I think the guys have begun to draw an audience; I had to squeeze between a bearded student and a suit-and-tie type. As I stirred my cup of black-beans, eggs and pico de gallo, I hoped for a saucy Hill Country story to share here, maybe something like the tale about tent sex.
They faked me out on my last visit. Just as I was standing to leave, the goateed guy referenced a bar he'd owned near the state capitol and went on to say, "Well, you'd be surprised at the politics that happened in the urinal." The musician answered, "Oh, are we telling urinal stories this morning?"
Have you ever heard a more promising story lead? I put my bag back on the bar and returned my bottom to the stool. But the conversation took a detour and I took my leave shortly after.
While I waited this time to hear something worth retelling, I looked out the window.

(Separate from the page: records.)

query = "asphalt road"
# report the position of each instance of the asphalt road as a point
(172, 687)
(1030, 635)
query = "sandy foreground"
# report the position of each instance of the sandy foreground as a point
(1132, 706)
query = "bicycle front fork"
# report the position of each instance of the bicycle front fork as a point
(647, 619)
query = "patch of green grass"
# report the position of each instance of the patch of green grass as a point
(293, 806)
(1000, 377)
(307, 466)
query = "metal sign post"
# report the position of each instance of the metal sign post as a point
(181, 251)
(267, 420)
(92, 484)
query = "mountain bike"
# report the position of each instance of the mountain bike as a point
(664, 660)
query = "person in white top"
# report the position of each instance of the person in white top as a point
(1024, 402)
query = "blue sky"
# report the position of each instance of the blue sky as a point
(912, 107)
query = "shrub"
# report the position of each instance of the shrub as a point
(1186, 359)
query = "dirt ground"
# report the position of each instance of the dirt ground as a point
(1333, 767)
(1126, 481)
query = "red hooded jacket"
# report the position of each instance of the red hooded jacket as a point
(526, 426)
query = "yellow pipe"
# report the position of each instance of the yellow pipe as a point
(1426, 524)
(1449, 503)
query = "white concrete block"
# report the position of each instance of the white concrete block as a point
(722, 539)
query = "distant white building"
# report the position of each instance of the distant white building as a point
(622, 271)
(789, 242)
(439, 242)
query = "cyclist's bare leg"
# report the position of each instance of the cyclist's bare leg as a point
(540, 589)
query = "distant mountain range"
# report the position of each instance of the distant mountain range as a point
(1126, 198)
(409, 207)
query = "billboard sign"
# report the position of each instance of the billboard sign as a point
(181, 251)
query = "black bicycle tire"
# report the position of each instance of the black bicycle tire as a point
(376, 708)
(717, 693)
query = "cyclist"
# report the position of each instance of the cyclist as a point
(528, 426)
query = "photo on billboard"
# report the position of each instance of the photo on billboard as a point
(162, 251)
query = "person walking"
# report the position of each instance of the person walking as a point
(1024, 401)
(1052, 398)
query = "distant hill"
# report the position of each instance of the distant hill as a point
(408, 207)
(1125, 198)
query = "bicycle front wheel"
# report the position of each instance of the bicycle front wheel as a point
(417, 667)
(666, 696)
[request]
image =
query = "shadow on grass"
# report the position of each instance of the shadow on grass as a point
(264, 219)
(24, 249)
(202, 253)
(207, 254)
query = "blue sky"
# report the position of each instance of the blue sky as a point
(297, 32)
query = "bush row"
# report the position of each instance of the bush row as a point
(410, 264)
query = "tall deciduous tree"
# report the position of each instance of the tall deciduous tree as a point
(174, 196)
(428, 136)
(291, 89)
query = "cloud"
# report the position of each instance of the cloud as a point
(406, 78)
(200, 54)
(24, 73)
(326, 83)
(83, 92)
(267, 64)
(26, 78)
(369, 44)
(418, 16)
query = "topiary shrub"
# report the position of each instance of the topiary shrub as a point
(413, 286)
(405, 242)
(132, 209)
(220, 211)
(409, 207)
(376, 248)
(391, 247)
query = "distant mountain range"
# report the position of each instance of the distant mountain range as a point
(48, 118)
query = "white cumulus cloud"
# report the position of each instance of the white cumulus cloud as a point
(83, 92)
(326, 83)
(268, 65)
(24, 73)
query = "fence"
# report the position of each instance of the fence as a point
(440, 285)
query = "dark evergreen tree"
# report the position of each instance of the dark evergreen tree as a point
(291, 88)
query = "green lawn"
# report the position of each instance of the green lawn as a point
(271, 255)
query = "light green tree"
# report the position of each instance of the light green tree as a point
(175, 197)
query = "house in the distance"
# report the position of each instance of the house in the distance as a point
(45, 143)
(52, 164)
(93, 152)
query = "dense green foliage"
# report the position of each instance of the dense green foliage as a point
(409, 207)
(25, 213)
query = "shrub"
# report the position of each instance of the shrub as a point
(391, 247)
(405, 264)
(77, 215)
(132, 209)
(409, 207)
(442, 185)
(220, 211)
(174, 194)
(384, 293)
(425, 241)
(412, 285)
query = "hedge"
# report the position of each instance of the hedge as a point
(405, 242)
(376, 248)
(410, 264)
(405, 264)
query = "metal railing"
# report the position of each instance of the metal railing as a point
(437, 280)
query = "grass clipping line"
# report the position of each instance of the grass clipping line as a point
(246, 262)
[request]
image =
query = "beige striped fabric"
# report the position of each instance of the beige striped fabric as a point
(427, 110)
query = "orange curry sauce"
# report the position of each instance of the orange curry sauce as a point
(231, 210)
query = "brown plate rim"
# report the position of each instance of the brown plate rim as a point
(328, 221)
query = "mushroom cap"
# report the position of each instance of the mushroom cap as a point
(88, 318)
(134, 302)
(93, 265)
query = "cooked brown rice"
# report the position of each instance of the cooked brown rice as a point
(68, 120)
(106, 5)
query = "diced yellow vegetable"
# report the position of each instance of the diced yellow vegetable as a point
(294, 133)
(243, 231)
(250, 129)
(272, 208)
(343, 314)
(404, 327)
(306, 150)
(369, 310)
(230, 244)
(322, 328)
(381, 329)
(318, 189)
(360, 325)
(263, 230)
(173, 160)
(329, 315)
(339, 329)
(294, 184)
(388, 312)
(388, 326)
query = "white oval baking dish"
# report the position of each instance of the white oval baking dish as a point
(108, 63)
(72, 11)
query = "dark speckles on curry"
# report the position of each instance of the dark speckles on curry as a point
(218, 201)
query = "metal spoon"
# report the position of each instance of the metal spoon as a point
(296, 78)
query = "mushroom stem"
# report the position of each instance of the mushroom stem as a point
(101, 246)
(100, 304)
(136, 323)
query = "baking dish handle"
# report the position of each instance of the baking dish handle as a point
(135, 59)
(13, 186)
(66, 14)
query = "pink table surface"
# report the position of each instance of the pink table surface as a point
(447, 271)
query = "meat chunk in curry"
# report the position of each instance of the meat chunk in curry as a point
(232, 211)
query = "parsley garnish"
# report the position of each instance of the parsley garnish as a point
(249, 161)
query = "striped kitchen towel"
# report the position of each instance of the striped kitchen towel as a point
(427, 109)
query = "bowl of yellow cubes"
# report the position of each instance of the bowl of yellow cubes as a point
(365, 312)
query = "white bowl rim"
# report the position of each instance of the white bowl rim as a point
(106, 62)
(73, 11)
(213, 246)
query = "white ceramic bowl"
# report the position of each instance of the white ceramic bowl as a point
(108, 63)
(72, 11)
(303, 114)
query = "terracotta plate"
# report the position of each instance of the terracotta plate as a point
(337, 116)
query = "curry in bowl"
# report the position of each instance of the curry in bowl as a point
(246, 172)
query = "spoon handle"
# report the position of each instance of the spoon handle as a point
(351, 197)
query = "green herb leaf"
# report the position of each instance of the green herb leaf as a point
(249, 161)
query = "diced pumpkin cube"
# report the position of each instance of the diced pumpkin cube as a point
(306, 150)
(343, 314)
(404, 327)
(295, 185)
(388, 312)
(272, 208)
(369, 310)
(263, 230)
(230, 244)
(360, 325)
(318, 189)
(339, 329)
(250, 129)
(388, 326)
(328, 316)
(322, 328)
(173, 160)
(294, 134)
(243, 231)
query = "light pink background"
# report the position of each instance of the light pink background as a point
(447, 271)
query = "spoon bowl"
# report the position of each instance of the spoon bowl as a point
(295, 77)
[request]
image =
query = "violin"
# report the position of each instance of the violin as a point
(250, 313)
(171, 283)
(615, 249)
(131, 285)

In front of the cafe, a redheaded, mid-30's woman in an aquamarine tank top and driving gloves was leaning out the side doors of her dark Toyota Sequoia. She lifted a folded wheelchair to the ground and clicked it open and upright. Then she inserted a seat pad, tucked in a pocketbook, grabbed the arms of the chair and in one motion, swung herself out and into the seat, twisting her legless body in the air to settle facing the van.
As she wheeled around and rolled herself toward the door, the voices droned on at the table behind me but I didn't hear the words. My eyes were focused on my paddle-shaped feet and creaky knees, my heart thankful.